- Active: 1949–1988
- Country: Soviet Union
- Branch: Soviet Air Forces
- Type: Aviation division
- Garrison/HQ: Shchuchyn

= 95th Fighter Aviation Division =

The 95th Fighter Aviation Division (95th IAD) was a fighter aviation division of the Soviet Air Forces. The division was originally formed in 1949 as the 95th Mixed Aviation Division and became a fighter aviation division in 1954. It was disbanded in 1988 and was based in Shchuchyn from 1960.

== History ==
The 95th Mixed Aviation Division was formed in July 1949 in Markovo, part of the 29th Air Army. It was composed of the 214th Guards Transport Aviation Regiment and the 911th Fighter Aviation Regiment. In December 1953, the division was transferred west to Byaroza and became a fighter aviation division in 1954. It was subordinated to the 26th Air Army. In 1955, it included the 911th, 940th and the 968th Fighter Aviation Regiments. Between 1957 and 1959, future cosmonaut Dmitri Zaikin served as a chief pilot in the division.

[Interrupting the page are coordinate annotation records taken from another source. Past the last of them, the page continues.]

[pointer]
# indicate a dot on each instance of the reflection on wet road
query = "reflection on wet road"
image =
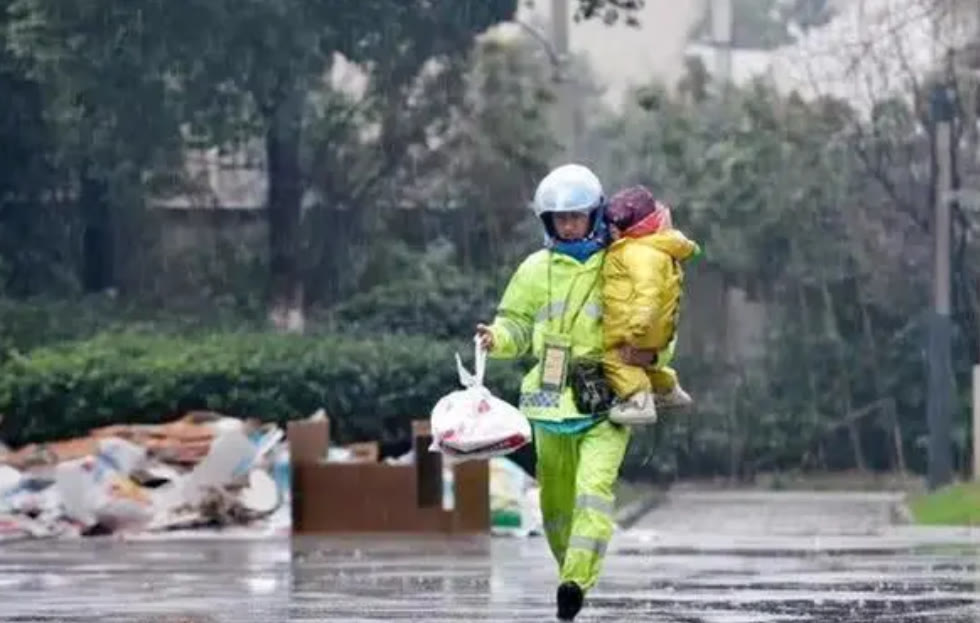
(705, 558)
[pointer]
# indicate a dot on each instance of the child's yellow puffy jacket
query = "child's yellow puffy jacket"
(642, 282)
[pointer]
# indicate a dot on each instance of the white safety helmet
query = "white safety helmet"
(568, 188)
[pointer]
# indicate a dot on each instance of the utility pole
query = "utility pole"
(567, 97)
(722, 35)
(939, 405)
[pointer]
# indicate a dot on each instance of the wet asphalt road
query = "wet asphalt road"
(699, 558)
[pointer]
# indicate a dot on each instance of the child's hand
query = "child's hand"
(485, 336)
(636, 356)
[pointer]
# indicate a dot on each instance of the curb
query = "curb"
(627, 517)
(901, 514)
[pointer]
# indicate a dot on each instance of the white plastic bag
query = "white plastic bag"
(474, 424)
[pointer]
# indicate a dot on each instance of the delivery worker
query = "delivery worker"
(551, 309)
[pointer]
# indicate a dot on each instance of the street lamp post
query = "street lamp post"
(938, 408)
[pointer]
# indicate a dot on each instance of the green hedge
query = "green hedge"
(371, 388)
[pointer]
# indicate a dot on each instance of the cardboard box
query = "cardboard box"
(365, 497)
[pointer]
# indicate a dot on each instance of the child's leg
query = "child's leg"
(632, 385)
(664, 381)
(625, 379)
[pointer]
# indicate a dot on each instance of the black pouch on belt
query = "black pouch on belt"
(590, 389)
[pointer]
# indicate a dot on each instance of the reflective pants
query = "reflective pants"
(577, 474)
(627, 380)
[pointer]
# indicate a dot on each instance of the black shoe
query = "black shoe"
(570, 599)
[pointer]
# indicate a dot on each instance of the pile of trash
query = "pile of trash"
(515, 509)
(203, 470)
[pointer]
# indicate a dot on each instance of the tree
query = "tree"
(272, 57)
(103, 69)
(766, 24)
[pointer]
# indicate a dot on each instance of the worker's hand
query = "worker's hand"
(639, 357)
(485, 337)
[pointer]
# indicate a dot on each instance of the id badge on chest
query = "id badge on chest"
(554, 362)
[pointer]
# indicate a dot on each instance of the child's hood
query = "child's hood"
(657, 231)
(673, 242)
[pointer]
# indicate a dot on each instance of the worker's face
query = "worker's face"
(571, 225)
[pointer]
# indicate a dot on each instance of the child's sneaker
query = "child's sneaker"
(639, 408)
(570, 598)
(676, 398)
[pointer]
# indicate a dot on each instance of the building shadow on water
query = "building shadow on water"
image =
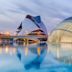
(40, 50)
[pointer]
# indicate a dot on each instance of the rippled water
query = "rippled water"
(37, 57)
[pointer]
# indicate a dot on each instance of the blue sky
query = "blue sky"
(52, 12)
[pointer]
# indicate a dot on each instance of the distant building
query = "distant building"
(62, 33)
(33, 26)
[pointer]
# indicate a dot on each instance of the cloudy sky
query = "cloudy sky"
(52, 12)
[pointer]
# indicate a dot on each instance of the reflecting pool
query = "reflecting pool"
(36, 58)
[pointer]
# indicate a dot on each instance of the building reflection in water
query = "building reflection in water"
(34, 55)
(31, 55)
(62, 52)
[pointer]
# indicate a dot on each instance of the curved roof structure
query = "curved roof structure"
(31, 23)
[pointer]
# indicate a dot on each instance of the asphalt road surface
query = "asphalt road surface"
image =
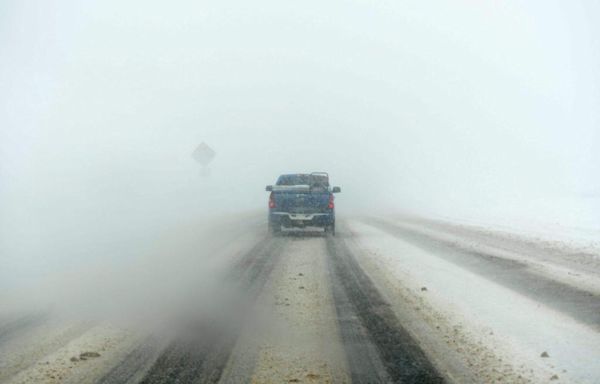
(381, 302)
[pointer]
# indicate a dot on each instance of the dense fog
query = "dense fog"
(464, 110)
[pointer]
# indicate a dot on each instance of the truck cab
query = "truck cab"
(302, 200)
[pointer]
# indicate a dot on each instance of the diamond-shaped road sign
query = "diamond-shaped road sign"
(203, 154)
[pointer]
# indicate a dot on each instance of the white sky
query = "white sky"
(464, 108)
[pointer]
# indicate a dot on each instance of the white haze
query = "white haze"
(469, 110)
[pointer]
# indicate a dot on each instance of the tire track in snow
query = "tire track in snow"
(378, 347)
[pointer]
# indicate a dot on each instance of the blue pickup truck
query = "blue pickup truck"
(302, 200)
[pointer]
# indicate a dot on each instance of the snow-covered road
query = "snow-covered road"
(387, 300)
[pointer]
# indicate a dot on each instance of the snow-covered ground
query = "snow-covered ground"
(497, 329)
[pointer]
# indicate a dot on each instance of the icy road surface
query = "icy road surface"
(388, 300)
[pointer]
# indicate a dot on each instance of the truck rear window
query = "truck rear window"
(303, 179)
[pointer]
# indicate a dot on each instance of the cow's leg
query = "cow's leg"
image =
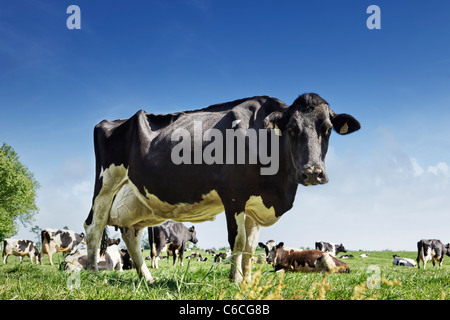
(94, 226)
(236, 238)
(132, 239)
(180, 254)
(252, 230)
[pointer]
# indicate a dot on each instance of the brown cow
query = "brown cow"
(312, 261)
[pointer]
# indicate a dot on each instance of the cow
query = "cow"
(21, 248)
(404, 262)
(190, 166)
(267, 247)
(332, 248)
(312, 261)
(222, 256)
(279, 253)
(127, 263)
(431, 250)
(175, 235)
(110, 260)
(56, 240)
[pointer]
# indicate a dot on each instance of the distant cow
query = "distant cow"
(280, 252)
(431, 250)
(404, 262)
(111, 260)
(330, 247)
(312, 261)
(139, 182)
(267, 247)
(21, 248)
(127, 262)
(56, 240)
(171, 233)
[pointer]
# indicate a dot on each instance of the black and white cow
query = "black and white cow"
(431, 250)
(403, 262)
(174, 234)
(267, 247)
(21, 248)
(332, 248)
(245, 157)
(56, 240)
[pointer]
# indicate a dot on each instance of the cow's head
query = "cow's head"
(307, 123)
(340, 248)
(274, 252)
(267, 248)
(193, 235)
(447, 249)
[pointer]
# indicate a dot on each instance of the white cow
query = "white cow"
(20, 248)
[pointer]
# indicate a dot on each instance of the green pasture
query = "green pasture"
(370, 278)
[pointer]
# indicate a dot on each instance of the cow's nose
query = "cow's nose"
(312, 176)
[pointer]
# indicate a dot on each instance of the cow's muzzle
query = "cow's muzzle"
(312, 175)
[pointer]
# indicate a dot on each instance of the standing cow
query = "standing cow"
(172, 234)
(21, 248)
(110, 260)
(190, 166)
(56, 240)
(431, 250)
(312, 261)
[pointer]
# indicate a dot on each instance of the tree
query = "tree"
(17, 193)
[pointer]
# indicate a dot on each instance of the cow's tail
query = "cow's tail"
(4, 248)
(104, 242)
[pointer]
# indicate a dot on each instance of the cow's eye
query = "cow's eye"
(326, 128)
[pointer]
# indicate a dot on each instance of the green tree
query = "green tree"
(17, 193)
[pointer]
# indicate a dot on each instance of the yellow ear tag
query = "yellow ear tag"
(344, 129)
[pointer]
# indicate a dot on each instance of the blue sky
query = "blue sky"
(389, 183)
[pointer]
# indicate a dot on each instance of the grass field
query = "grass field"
(370, 278)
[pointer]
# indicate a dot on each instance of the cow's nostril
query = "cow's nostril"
(321, 175)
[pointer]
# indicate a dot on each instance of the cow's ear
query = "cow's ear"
(344, 123)
(276, 120)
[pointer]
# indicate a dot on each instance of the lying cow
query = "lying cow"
(431, 250)
(279, 253)
(21, 248)
(404, 262)
(312, 261)
(332, 248)
(174, 234)
(111, 260)
(55, 240)
(267, 247)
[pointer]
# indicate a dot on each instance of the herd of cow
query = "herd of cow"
(173, 237)
(146, 176)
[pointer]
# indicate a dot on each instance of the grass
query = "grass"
(208, 281)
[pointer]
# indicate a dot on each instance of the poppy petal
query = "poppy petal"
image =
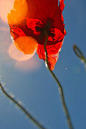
(52, 51)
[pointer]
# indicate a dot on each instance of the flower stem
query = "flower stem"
(79, 53)
(22, 108)
(59, 86)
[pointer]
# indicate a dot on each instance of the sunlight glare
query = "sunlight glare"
(18, 55)
(5, 7)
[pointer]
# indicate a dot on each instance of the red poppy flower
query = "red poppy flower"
(30, 18)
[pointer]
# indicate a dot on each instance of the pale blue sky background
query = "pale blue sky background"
(36, 89)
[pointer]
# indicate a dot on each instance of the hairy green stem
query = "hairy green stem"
(22, 108)
(59, 86)
(79, 53)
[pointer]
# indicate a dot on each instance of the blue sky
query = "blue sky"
(34, 86)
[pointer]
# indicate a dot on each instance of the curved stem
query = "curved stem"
(79, 53)
(22, 108)
(59, 85)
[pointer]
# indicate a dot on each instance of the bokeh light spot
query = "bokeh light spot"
(26, 44)
(17, 55)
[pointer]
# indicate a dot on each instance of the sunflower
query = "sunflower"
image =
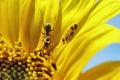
(54, 40)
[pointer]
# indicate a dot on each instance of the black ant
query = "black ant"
(47, 40)
(70, 34)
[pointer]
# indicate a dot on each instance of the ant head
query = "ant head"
(47, 27)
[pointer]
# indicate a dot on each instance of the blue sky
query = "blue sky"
(110, 53)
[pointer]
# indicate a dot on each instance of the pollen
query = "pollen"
(17, 64)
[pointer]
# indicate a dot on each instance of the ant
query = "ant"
(70, 34)
(48, 36)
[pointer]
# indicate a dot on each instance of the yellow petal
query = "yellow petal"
(116, 76)
(74, 11)
(103, 71)
(9, 19)
(105, 10)
(80, 50)
(26, 15)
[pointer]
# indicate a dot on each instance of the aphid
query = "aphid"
(70, 34)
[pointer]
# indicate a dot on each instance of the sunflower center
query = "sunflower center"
(17, 64)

The division relocated to Shchuchyn in 1960. Its 911th and 940th Fighter Aviation Regiments were transferred and replaced by the 927th (:ru:927-й истребительный авиационный полк) at Bereza and 979th Fighter Aviation Regiments. In April 1980, the division became part of the Belorussian Military District VVS after the 26th Air Army was renamed. Elements of the 927th and 979th Fighter Aviation Regiments fought in the Soviet-Afghan War. The division was disbanded in June 1988.

The 927th Fighter Aviation Regiment became part of the Belarus Air Force after the collapse of the Soviet Union.